Thursday, April 24, 2014

RedPrairie Implementation of Sampling in Workflows

Sometimes you come across an algorithm that is so elegant yet simple that you have to appreciate it.  It is a common requirement to apply some operation to a percentage of tasks for audit reasons.  For example you may want to divert 10% of the picked cartons to a special lane for audit.  Similarly you may want to apply some workflows to a certain percentage of items only.

When I considered the problem, I concluded that I would have to somehow mark the task, e.g. pckwrk, to indicate which cartons need to be audited.  RedPrairie has the concept of Workflow Rates:


Looking at this setup I was intrigued because the setup was independent of any workflow and was talking about probability.  Going deeper into the implementation, I was amazed at the elegance and simplicity of their implementation - rather than marking every nth row and deal with the associated complexities - simply roll a dice - if it says "1" - apply workflow - Genius!

Consider that if we have a work-station next to a conveyor where picked cartons are traveling and it is the job of the user to audit 50% of the cartons that pass next to him.  He could try to pick every other carton or he could simply flip a coin when he sees a carton - heads audit it, tails let it go.  Law of Large Numbers guarantees that  our results will approach the desired rate.

How do we toss a coin in software?  Generate random numbers.  For the random numbers generated by software  each number in a given random sequence had an equal chance of occurring, and that various other patterns in the data should be also distributed equiprobably.  So all we have to do is generate a number and check against defined probability to see if we should perform the operation.

To see it working - the command responsible for doing this is "get probability calculation".  You should pass in prob_qty and max_prob_qty.  For example for 10% probability you should pass in 10 and 100 respectively.

To test it, you can run it for large numbers and see the results.  So lets run it for 10, 100, 1000,and 10000 iterations and see how many workflows we will do.  Results were - as expected:

When you run the test, the exact counts will be different but they will approach the desired 10% result.  Simplicity of this solution is truly elegant.  The result should be acceptable for anyone.
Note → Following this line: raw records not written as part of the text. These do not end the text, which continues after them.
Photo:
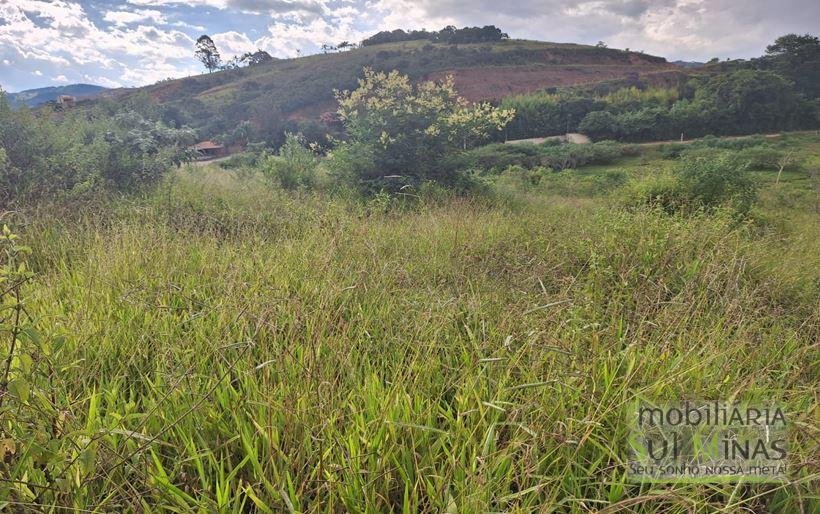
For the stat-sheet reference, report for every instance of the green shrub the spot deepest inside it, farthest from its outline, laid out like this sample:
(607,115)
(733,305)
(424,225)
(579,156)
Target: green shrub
(661,190)
(574,155)
(713,181)
(295,165)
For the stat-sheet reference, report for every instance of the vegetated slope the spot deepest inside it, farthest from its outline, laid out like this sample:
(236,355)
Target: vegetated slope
(40,96)
(269,95)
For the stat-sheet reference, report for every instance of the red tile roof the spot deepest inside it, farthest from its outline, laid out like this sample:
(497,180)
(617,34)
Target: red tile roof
(207,145)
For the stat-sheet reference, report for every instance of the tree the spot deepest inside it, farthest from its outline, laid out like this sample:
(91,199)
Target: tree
(599,125)
(257,57)
(798,59)
(207,53)
(410,130)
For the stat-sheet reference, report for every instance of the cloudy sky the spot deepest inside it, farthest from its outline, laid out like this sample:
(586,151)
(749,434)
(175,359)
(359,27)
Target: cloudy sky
(136,42)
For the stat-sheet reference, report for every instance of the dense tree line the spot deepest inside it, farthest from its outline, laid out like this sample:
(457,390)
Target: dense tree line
(776,92)
(448,34)
(44,155)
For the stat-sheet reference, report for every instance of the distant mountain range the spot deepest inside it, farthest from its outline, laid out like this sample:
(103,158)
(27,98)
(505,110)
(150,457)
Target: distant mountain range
(35,97)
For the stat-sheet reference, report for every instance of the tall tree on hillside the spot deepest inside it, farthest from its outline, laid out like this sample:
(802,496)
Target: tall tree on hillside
(798,59)
(207,53)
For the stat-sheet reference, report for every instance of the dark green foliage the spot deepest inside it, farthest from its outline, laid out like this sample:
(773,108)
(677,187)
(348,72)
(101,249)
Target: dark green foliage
(207,53)
(705,180)
(295,165)
(556,156)
(48,156)
(798,59)
(448,34)
(770,94)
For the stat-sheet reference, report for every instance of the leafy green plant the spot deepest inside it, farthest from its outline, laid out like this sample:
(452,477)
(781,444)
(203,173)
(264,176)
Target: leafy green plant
(295,165)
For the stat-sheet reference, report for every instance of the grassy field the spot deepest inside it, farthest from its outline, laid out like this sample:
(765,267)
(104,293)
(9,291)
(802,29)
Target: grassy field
(222,345)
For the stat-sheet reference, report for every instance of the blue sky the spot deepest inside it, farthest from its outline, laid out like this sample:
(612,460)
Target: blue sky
(137,42)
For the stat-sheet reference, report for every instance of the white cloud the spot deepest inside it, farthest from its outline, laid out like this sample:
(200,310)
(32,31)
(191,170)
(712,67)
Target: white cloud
(122,18)
(233,43)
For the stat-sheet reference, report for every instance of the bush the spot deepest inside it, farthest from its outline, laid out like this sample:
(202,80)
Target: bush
(661,190)
(700,182)
(574,155)
(295,165)
(710,182)
(411,130)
For reference, the code to generate the above table is:

do loop where iterations = 4
|
{
   sl_power
   where num = 10
   and power = @i+1
   |
   publish data
   where max_iterations = @o_value
   |
   {
      do loop where iterations = @max_iterations
      |
      {
         get probability calculation result
         where prob_qty = 10
         and max_prob_qty = 100
         and invtid_num = 1
         |
         if ( @result = 1 )
            filter data where moca_filter_level = '1'   
      }
   } 
   >> res
   |
   publish data 
   where max_iterations = @max_iterations
   and cnt_work_done = rowcount(@res)
}